In contrast, the apparent effect of mifepristone to reduce fear under conditions of extinction training further supports its potential benefit. A treatment that reduces fear expression irrespective of reactivation parameters would render that treatment less dependent upon understanding the boundary conditions of reconsolidation and extinction. However, it should be noted that the beneficial impact of mifepristone on extinction was rather modest, and it remains unlikely that mifepristone would have any effect in the “null point” between reconsolidation and extinction. Moreover, while infusion of mifepristone directly into the infralimbic cortex similarly enhanced the extinction of cued fear (Dadkhah et al., 2018), these results contrast somewhat with previous observations showing that intra-amygdala infusions of mifepristone did not directly affect extinction of fear-potentiated startle (Yang et al., 2006) and systemic injections of mifepristone did not affect the extinction of contextual fear (Ninomiya et al., 2010).

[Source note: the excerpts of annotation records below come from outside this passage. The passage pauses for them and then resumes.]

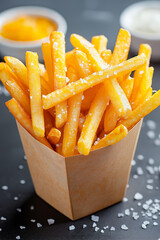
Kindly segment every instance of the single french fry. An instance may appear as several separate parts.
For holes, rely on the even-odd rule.
[[[44,114],[44,125],[45,125],[45,136],[48,136],[48,133],[50,132],[51,128],[54,127],[54,118],[52,117],[52,115],[44,110],[43,112]]]
[[[100,88],[100,84],[84,91],[83,97],[82,97],[82,105],[81,105],[82,111],[87,111],[90,108],[91,103],[95,95],[97,94],[99,88]]]
[[[45,66],[44,64],[42,63],[39,63],[39,74],[41,77],[44,77],[44,74],[46,73],[46,69],[45,69]]]
[[[78,151],[84,155],[89,154],[108,101],[109,99],[106,96],[105,89],[102,85],[91,104],[90,110],[83,125],[81,136],[78,140]]]
[[[119,123],[131,129],[141,118],[152,112],[160,105],[160,90],[152,95],[148,101],[140,104],[134,111],[130,113],[127,119],[121,120]]]
[[[22,83],[26,88],[29,87],[27,79],[27,69],[26,66],[17,58],[6,56],[4,57],[5,62],[12,69],[12,71],[21,79]]]
[[[82,132],[82,128],[83,128],[83,124],[85,122],[85,119],[86,119],[85,116],[82,113],[80,113],[79,121],[78,121],[78,131],[79,131],[79,133]]]
[[[67,76],[71,82],[74,82],[78,79],[77,72],[72,67],[68,68]],[[79,93],[68,100],[68,119],[64,126],[62,143],[62,155],[65,157],[74,155],[81,101],[82,93]]]
[[[77,72],[74,68],[69,67],[67,76],[71,82],[74,82],[80,77],[85,77],[91,74],[91,68],[85,53],[76,50],[74,53],[74,62]],[[77,74],[78,73],[78,74]],[[75,152],[79,115],[81,110],[82,93],[79,93],[68,100],[68,119],[64,127],[64,137],[62,145],[63,156],[71,156]]]
[[[120,28],[114,51],[111,57],[110,65],[119,64],[127,59],[130,44],[130,33],[127,30]]]
[[[134,102],[135,106],[138,107],[145,101],[149,100],[151,96],[152,96],[152,88],[150,87],[150,88],[148,88],[148,90],[146,92],[144,92],[144,94],[141,96],[141,98],[138,98],[135,100],[135,102]]]
[[[153,71],[153,67],[147,67],[146,71],[144,72],[141,82],[139,84],[137,95],[135,96],[134,102],[132,102],[133,110],[139,105],[142,96],[146,94],[147,90],[151,87]]]
[[[112,132],[102,138],[91,150],[107,147],[122,140],[128,134],[128,130],[124,125],[116,127]]]
[[[14,57],[4,57],[5,62],[8,64],[8,66],[12,69],[12,71],[16,74],[18,79],[22,82],[22,84],[28,89],[29,88],[29,82],[27,77],[27,68],[26,66],[17,58]],[[40,71],[41,73],[41,71]],[[50,92],[48,85],[46,86],[45,81],[43,78],[41,78],[41,84],[42,84],[42,94],[48,94]],[[48,91],[49,90],[49,91]]]
[[[106,94],[111,99],[112,105],[115,108],[119,117],[125,117],[131,112],[130,103],[120,87],[118,81],[114,78],[106,84]]]
[[[42,53],[43,59],[48,75],[49,85],[51,87],[51,91],[54,90],[54,75],[53,75],[53,68],[52,68],[52,58],[51,58],[51,46],[49,42],[42,43]]]
[[[10,95],[15,98],[19,104],[24,108],[28,115],[31,114],[30,111],[30,101],[28,95],[23,91],[23,89],[16,82],[14,75],[8,71],[8,66],[5,63],[0,63],[0,79],[4,84]]]
[[[94,45],[95,49],[99,54],[106,50],[108,39],[104,35],[92,37],[91,43]]]
[[[53,127],[49,131],[47,139],[51,144],[56,145],[59,142],[60,137],[61,137],[61,131]]]
[[[43,107],[49,109],[57,104],[67,100],[68,98],[80,92],[87,90],[99,83],[110,81],[111,78],[125,75],[128,72],[134,71],[146,62],[145,55],[139,55],[123,62],[123,64],[111,66],[107,69],[93,73],[90,76],[70,83],[62,89],[58,89],[48,95],[43,95]]]
[[[124,81],[120,82],[120,86],[123,89],[128,100],[132,94],[133,84],[134,84],[134,78],[131,78],[130,76]]]
[[[112,103],[106,108],[105,117],[104,117],[104,131],[105,133],[109,133],[113,131],[116,127],[117,120],[119,118],[118,113],[115,111]]]
[[[101,58],[94,46],[85,38],[78,34],[72,34],[70,41],[75,48],[78,48],[87,54],[88,59],[91,61],[94,72],[100,71],[107,67],[107,64]]]
[[[54,31],[50,35],[52,68],[54,74],[54,89],[66,86],[65,71],[65,39],[62,32]],[[59,103],[56,107],[55,124],[61,128],[67,121],[67,101]]]
[[[41,138],[35,135],[33,128],[32,128],[32,122],[28,114],[23,110],[23,108],[20,106],[20,104],[16,101],[16,99],[12,98],[8,102],[6,102],[6,106],[9,109],[9,111],[13,114],[15,119],[24,127],[34,138],[36,138],[38,141],[40,141],[42,144],[46,145],[47,147],[51,148],[51,145],[47,141],[45,137]]]
[[[92,74],[92,68],[88,61],[86,54],[80,50],[75,50],[73,53],[75,57],[74,64],[76,66],[78,75],[81,78],[87,77]]]
[[[112,57],[112,52],[111,52],[110,49],[106,49],[106,50],[103,50],[103,51],[101,52],[101,58],[102,58],[107,64],[110,63],[111,57]]]
[[[41,82],[39,75],[38,55],[26,52],[27,76],[30,90],[31,118],[36,136],[45,136],[43,107],[41,100]]]
[[[74,57],[74,51],[75,51],[75,49],[73,49],[73,50],[71,50],[71,51],[69,51],[69,52],[66,52],[66,54],[65,54],[65,63],[66,63],[66,67],[68,68],[68,67],[75,67],[74,65],[75,65],[75,62],[74,62],[74,60],[75,60],[75,57]]]
[[[147,67],[149,66],[150,57],[151,57],[151,47],[148,44],[141,44],[138,54],[141,55],[142,53],[145,54],[147,61],[144,66],[138,68],[134,72],[134,85],[133,85],[133,91],[132,91],[131,98],[130,98],[130,103],[131,103],[132,107],[134,105],[134,101],[136,99],[137,92],[139,91],[139,86],[142,81],[143,74],[146,71]]]
[[[125,81],[121,82],[121,88],[123,89],[126,97],[129,99],[133,89],[134,79],[128,77]],[[104,130],[106,133],[111,132],[117,125],[119,115],[115,111],[112,103],[106,108],[105,118],[104,118]]]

Ultimately, there is a need to explore the effects of mifepristone on extinction further, as well as determining the precise mechanisms of action of nefiracteam to enhance destabilisation and impair extinction. However, the present results support the premise that a strategy of enhancing destabilisation and impairing reconsolidation via dual drug treatment has the potential for reducing fear expression without risking fear potentiation.